How to Dub Videos with ElevenLabs (Step-by-Step Tutorial, 2026)

Dub a video into 29 languages with ElevenLabs Dubbing Studio in 25 minutes. Beginner tutorial. You'll upload a source video, configure target language, edit translation, tune voice match plus timing, and export MP4 with SRT subtitles. Stack: ElevenLabs Studio, browser.

17 min read
How to dub videos with ElevenLabs — beginner tutorial, 25 minutes
How to Dub Videos with ElevenLabs — step-by-step, tested by ThePlanetTools.
Affiliate Disclosure: Some links on this page (marked rel="sponsored") are affiliate links. We may earn a commission at no extra cost to you if you purchase through them. Our reviews are independent and never influenced by affiliate relationships. Read our full disclosure policy. Try ElevenLabs Free →

This guide shows you how to dub a video into 29 languages with ElevenLabs Dubbing Studio in about 25 minutes end-to-end. Difficulty: beginner. You'll need a free ElevenLabs account, a source video file (MP3, MP4, WAV or MOV) or a public URL from YouTube, Vimeo, X or TikTok, and a chosen target language. By the end, you'll have a dubbed video with preserved speaker voice, edited transcript, lip-aware timing, and an exported audio track plus subtitle file.

TL;DR — What You'll Build

Time: 25 minutes. Difficulty: beginner. Stack: ElevenLabs Dubbing Studio, a source video, and a target language.

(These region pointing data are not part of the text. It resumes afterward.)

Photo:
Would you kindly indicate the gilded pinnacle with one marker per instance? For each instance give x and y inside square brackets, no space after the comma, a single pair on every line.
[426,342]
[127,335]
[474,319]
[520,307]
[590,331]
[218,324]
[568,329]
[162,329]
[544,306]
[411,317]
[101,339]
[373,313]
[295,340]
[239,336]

We'll show you how to take a source clip, run it through Dubbing Studio, fix the translation, tune the voice match, and export a polished dubbed video with subtitles. By the end of this guide, you'll know how to ship a 5-minute dubbed clip in roughly 25 minutes, including review time.

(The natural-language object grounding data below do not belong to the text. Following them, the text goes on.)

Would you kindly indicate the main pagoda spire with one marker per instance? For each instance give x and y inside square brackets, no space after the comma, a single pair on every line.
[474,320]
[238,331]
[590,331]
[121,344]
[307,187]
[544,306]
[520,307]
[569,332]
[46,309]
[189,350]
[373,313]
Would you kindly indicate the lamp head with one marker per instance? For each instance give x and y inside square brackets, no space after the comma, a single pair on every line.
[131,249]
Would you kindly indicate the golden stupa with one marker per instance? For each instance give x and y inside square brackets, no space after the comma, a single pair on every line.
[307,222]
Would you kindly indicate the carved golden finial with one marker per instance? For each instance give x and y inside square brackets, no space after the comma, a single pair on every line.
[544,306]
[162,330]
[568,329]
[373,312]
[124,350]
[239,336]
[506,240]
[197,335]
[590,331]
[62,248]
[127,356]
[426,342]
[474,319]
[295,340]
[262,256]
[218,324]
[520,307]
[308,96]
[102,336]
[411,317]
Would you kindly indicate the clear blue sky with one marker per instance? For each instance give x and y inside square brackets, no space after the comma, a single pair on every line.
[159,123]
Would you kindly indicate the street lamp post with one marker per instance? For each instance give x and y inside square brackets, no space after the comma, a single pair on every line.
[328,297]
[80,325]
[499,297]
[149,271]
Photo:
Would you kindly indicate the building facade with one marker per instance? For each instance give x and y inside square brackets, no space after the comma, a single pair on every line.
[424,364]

  • A dubbed video file with your speaker's voice preserved across the chosen language
  • An edited transcript and translation, with manual control over each clip
  • An exported audio track plus an SRT subtitle file ready for YouTube, Vimeo or X
  • A reusable workflow you can run for every new video, in 29 supported languages
  • Note: ElevenLabs lists 29 languages as of May 2026 — the marketing copy "32+" you'll see floating around third-party blogs is outdated

Prerequisites — What You Need

This is a beginner-friendly tutorial, but a few things should be ready before you click anything. We've built this checklist after running dubs daily on our content production stack since April 2026 — these are the items that, when missing, force a restart.

Technical Requirements

  • An ElevenLabs account. Free tier works for short tests (10,000 credits per month, watermarked output). Paid Creator $22 per month gets you 121,000 credits and removes the watermark — see Try ElevenLabs Free →.
  • A source video. Accepted formats: MP3, MP4, WAV, MOV. Or paste a public URL from YouTube, Vimeo, X (Twitter) or TikTok. We recommend keeping your first test under 5 minutes.
  • A modern browser. Chrome 130+, Edge 130+, Firefox 125+ or Safari 17+. Dubbing Studio is a fully web-based editor — no install needed.
  • A stable upload connection. A 5-minute 1080p MP4 is typically 200-400 MB. Aim for 10 Mbps upload to avoid time-outs.
  • Headphones for review. You'll catch mismatched intonation faster on headphones than on laptop speakers.

Knowledge Required

  • Basic familiarity with a video editor concept (clips, timeline, transcript). If you've used CapCut, Descript, or even iMovie once, you're set.
  • Reading comprehension in your target language. Auto-translation is good, but human review is what separates a dub that lands from one that feels robotic.
  • Optional: a source transcript. If you already have one, you'll save 2-3 minutes per clip.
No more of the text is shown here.